COMPLETION_MODEL_NAME = "gpt-4-0125-preview"

def answer_question(
    question, df, max_prompt_tokens=1800, max_answer_tokens=150
):
    """
    Given a question, a dataframe containing rows of text, and a maximum
    number of desired tokens in the prompt and response, return the
    answer to the question according to an OpenAI Completion model
    
    If the model produces an error, return an empty string
    """
    
    prompt = create_prompt(question, df, max_prompt_tokens)
    #print(prompt)
    
    try:
        response = client.chat.completions.create(
            model=COMPLETION_MODEL_NAME,
            messages=[{"role": "user", "content": prompt}],
            #stream = True
            #max_tokens=max_answer_tokens
        )
        return response.choices[0].message.content.strip()
    except Exception as e:
        print(e)
        return ""
    
        

In [38]:
custom_Taiwan_answer = answer_question("請問台灣總統大選結果如何?", df)
print(custom_Taiwan_answer)

2024年台灣總統大選，由民主進步黨的賴清德以40%的得票率勝出。


In [39]:
custom_Israel_answer = answer_question("以色列有甚麼戰爭?", df)
print(custom_Israel_answer)

以色列-哈馬斯戰爭。


Below we compare answers with and without our custom prompt:

In [40]:
print(f"""
What are the latest results of the Taiwan presidential election?

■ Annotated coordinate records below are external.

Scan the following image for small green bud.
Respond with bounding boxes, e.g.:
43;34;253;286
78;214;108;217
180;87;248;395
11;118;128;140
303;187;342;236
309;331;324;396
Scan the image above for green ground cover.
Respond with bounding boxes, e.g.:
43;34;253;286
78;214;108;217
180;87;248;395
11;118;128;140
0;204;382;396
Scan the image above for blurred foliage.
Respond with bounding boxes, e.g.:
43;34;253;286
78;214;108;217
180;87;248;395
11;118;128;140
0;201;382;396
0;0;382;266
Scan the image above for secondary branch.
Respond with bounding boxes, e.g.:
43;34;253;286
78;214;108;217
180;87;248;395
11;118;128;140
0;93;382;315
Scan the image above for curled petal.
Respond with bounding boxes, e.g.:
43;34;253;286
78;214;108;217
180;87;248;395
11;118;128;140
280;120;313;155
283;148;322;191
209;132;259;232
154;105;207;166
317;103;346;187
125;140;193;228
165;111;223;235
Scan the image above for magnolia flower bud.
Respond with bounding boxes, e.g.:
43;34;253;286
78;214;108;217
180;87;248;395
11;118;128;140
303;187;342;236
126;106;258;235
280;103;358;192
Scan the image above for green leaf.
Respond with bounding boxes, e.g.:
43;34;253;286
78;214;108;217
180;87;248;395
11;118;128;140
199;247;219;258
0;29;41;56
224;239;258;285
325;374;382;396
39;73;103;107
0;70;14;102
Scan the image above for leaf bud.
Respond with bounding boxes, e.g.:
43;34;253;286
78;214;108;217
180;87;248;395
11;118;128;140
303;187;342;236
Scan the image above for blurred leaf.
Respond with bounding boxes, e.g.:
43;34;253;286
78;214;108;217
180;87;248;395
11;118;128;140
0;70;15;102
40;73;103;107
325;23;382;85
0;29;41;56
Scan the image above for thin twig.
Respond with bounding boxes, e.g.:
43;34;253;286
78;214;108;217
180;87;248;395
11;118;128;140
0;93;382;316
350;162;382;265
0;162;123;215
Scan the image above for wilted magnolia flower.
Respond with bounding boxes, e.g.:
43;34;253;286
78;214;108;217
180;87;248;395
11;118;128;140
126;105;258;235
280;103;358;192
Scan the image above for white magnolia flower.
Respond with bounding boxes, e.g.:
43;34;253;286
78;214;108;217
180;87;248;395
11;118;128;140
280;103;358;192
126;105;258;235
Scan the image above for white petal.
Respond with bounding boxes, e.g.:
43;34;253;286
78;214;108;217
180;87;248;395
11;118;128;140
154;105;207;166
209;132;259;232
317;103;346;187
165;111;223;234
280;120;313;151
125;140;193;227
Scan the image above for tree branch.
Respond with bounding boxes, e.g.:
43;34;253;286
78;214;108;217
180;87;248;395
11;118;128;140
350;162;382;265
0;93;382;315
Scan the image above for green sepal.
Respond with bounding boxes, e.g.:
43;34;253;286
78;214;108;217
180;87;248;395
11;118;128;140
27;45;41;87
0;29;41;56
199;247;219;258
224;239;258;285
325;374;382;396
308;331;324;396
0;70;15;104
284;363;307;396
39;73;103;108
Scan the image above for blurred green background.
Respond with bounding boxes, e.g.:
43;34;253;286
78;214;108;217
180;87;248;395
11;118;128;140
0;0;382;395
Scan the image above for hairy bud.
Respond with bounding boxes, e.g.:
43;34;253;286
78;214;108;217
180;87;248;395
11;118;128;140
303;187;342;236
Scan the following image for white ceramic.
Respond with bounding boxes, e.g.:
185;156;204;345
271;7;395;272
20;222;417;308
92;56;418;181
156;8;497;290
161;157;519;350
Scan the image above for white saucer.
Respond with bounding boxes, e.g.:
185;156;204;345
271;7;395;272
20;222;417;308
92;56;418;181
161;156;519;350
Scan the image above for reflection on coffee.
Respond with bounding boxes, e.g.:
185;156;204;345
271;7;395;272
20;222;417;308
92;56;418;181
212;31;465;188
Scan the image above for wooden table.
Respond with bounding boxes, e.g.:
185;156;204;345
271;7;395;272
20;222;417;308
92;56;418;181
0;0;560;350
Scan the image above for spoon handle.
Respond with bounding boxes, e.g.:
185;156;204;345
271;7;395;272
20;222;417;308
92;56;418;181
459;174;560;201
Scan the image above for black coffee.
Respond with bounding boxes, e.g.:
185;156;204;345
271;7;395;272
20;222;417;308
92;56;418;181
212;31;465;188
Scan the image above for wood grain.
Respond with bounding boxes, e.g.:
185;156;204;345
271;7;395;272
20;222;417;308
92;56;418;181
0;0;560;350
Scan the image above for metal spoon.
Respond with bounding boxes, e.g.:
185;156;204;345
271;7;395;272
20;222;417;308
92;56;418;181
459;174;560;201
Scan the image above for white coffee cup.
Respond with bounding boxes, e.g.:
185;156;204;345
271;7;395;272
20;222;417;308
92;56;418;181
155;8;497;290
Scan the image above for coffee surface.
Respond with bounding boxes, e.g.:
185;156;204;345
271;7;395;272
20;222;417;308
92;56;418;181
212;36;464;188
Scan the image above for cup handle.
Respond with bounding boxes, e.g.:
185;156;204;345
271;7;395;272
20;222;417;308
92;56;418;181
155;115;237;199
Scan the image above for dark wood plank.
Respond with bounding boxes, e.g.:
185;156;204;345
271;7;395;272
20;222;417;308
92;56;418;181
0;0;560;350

Original Answer: {initial_Taiwan_answer}

Custom Answer:   {custom_Taiwan_answer}

What recent wars are happening in the Israel? Which year?

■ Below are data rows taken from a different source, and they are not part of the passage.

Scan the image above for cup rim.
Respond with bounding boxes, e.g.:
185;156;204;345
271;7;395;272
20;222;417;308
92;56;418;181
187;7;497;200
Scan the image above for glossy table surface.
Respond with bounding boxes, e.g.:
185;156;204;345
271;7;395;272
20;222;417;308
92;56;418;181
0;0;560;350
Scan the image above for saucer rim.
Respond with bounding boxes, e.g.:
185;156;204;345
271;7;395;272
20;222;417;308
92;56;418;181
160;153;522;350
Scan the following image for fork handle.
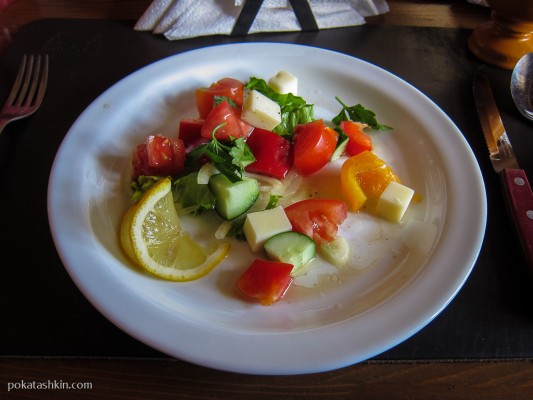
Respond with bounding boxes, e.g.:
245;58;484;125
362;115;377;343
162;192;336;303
0;118;11;134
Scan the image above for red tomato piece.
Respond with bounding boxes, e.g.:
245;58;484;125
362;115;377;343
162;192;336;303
285;199;348;244
201;101;244;140
196;78;244;118
235;259;293;306
294;119;338;175
178;118;205;148
132;135;185;177
245;128;292;179
340;121;372;156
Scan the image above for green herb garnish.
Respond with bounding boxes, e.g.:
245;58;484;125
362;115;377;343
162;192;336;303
332;97;393;131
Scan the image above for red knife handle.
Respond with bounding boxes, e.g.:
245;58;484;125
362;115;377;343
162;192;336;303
500;169;533;274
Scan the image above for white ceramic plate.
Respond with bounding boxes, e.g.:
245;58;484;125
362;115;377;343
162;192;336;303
48;43;486;374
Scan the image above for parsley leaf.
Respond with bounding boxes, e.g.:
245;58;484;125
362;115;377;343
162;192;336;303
245;77;315;137
332;97;393;131
187;124;255;182
172;172;215;215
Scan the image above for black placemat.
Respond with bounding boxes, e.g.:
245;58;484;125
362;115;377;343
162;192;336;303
0;20;533;360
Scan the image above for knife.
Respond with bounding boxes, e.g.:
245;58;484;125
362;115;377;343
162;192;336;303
474;67;533;277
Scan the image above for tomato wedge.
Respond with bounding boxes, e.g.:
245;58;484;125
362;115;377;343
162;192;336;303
246;128;292;179
285;199;348;244
340;121;372;156
178;118;205;148
195;78;244;118
235;259;293;306
294;119;338;175
132;135;185;177
200;101;245;140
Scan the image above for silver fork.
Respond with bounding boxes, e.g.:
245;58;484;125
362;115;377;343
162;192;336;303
0;55;48;134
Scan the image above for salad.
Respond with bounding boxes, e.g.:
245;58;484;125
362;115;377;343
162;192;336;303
121;71;414;305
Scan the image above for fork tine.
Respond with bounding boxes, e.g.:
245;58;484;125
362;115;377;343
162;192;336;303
24;54;41;107
6;54;28;106
35;54;48;106
15;54;34;107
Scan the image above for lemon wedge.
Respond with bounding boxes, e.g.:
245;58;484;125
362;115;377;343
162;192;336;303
120;178;229;281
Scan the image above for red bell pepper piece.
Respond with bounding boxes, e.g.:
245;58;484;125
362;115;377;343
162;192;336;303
235;259;293;306
245;128;292;179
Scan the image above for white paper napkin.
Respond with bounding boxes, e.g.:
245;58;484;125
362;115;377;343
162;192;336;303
135;0;389;40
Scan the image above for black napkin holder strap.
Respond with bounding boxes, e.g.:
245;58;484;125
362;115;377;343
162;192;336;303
231;0;318;36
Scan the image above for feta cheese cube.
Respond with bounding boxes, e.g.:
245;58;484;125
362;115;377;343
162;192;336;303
243;206;292;251
241;90;281;131
376;182;415;222
268;71;298;95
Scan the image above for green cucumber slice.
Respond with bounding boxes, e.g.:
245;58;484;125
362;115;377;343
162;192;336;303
209;174;259;220
264;231;316;276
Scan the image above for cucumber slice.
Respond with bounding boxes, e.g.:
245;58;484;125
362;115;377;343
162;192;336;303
209;174;259;220
264;231;316;276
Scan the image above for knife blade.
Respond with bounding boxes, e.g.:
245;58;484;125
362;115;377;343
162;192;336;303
473;67;533;277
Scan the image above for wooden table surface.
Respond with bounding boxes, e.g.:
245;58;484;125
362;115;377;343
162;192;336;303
0;0;533;400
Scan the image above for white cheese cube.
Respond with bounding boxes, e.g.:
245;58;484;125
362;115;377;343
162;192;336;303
241;90;281;131
268;71;298;95
376;182;415;222
243;206;292;251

Original Answer: {initial_Israel_answer}

Custom Answer:   {custom_Israel_answer}
""")


What are the latest results of the Taiwan presidential election?

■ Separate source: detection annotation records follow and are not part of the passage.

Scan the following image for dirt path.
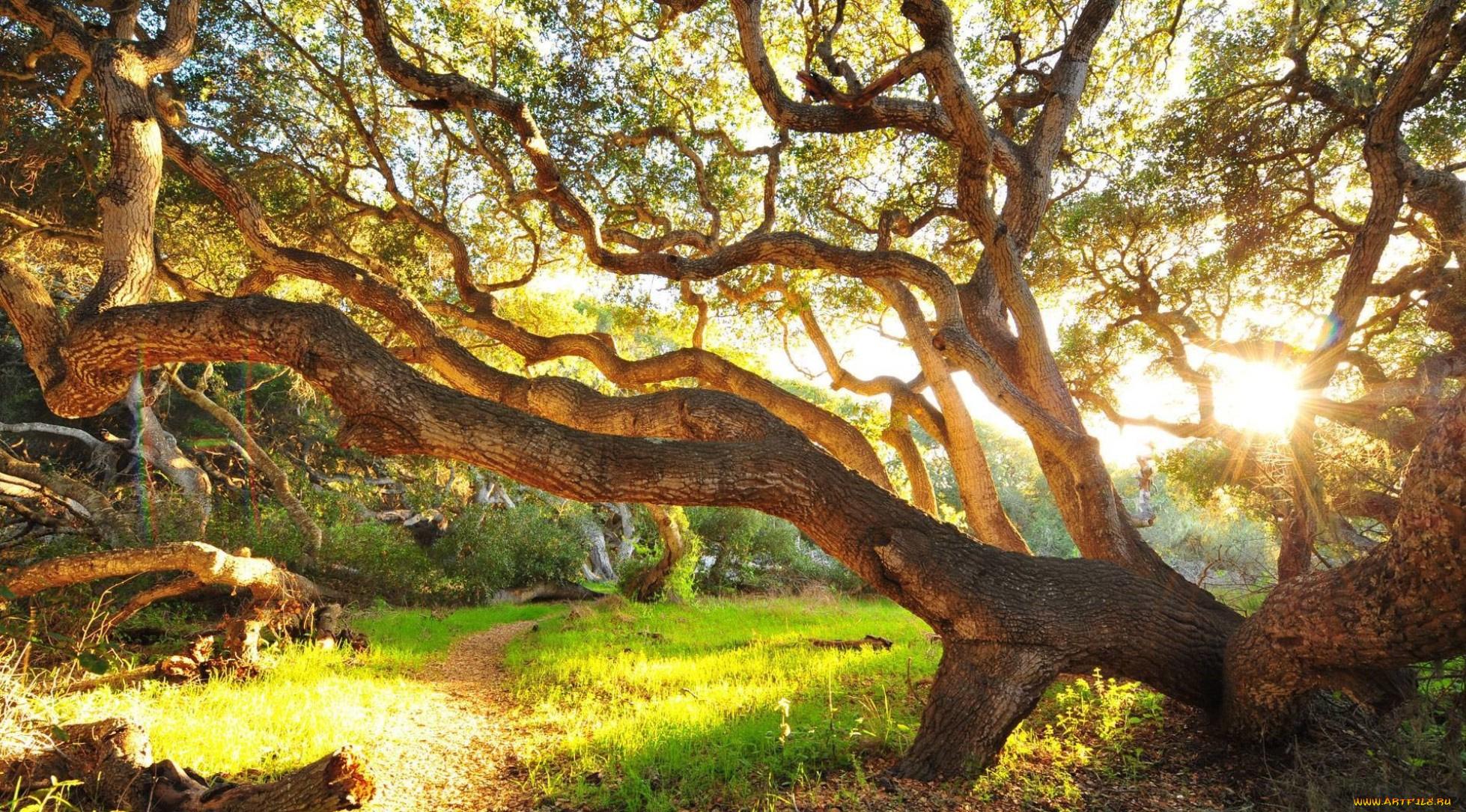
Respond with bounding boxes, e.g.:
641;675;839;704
367;620;548;812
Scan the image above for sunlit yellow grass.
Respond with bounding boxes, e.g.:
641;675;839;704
32;607;553;775
508;598;940;809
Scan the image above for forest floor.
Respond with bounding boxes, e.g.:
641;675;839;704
368;620;545;812
25;596;1466;812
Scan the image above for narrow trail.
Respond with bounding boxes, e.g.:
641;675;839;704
365;620;548;812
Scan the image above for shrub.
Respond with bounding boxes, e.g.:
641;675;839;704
431;500;586;602
687;507;863;592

Original Answer: 對不起，我無法提供即時信息或預報，因為我的數據只更新到2023年4月。如果你是在詢問最近一次的台灣總統大選結果，那麼我可以告訴你2020年的選舉結果。在2020年的選舉中，蔡英文勝出，連任台灣總統。她代表民主進步黨（Democratic Progressive Party，簡稱DPP）參選，並以大幅領先的差距擊敗了對手。如果你是在問未來的選舉結果，例如2024年的大選，我無法提供預測或更新後的信息。建議查看最新的新聞報導以獲得最新結果。

Custom Answer:   2024年台灣總統大選，由民主進步黨的賴清德以40%的得票率勝出。

What recent wars are happening in the Israel? Which year?

Original Answer: 以色列自1948年建國以來，由於其地理位置和周邊國家的關係，經歷了多次戰爭和衝突。以下是主要的幾次戰爭：

1. **1948年的阿拉伯-以色列戰爭（獨立戰爭）**：以色列宣布獨立後，周邊的阿拉伯國家發動了戰爭，試圖摧毀新成立的猶太國家。以色列最終勝利，擴大了其領土。

2. **1956年的第二次中東戰爭（蘇伊士危機）**：針對埃及收國化蘇伊士運河，以及針對以色列船隻的封鎖行動，以色列聯同英國和法國對埃及進行攻擊。

3. **1967年的第三次中東戰爭（六日戰爭）**：以色列預先對埃及、約旦、敘利亞和伊拉克的軍事基地發動突擊，迅速擴大了其領土，包括加薩地帶、西岸、東耶路撒冷、戈蘭高地和西奈半島。

4. **1973年的第四次中東戰爭（贖罪日戰爭）**：在猶太最神聖的日子贖罪日，埃及和敘利亞聯合發起對以色列的突襲，最初取得了一些成功，後來在以美援助下以色列逐步找回了失地。

5. **1982年的黎巴嫩戰爭**：以色列為了消滅巴勒斯坦解放組織（PLO）在黎巴嫩的基地，進攻黎巴嫩。這場戰爭導致大量人員傷亡，包含平民，並在1985年以色列設立了黎巴嫩南部的安全緩衝區。

除了這些戰爭，以色列還與巴勒斯坦之間有持續的衝突，包括2000年的第二次巴勒斯坦起義（阿克薩起義）以及多次加薩衝突。以色列和周邊國家、地區的緊張局

# Explanation


In this project, we posed two questions. The first question is about the results of the Taiwanese presidential election, and the second question is about the situation in Israel. Since Taiwan conducted its quadrennial presidential election at the beginning of 2024, and the data for GPT-3.5 only goes up to the end of 2021. Additionally, the conflict between Israel and Hamas that began in 2023 continued into 2024 without resolution. Therefore, these two questions required the latest data from 2024. We sourced information from 2024 WiKi for model training and obtained satisfactory answers.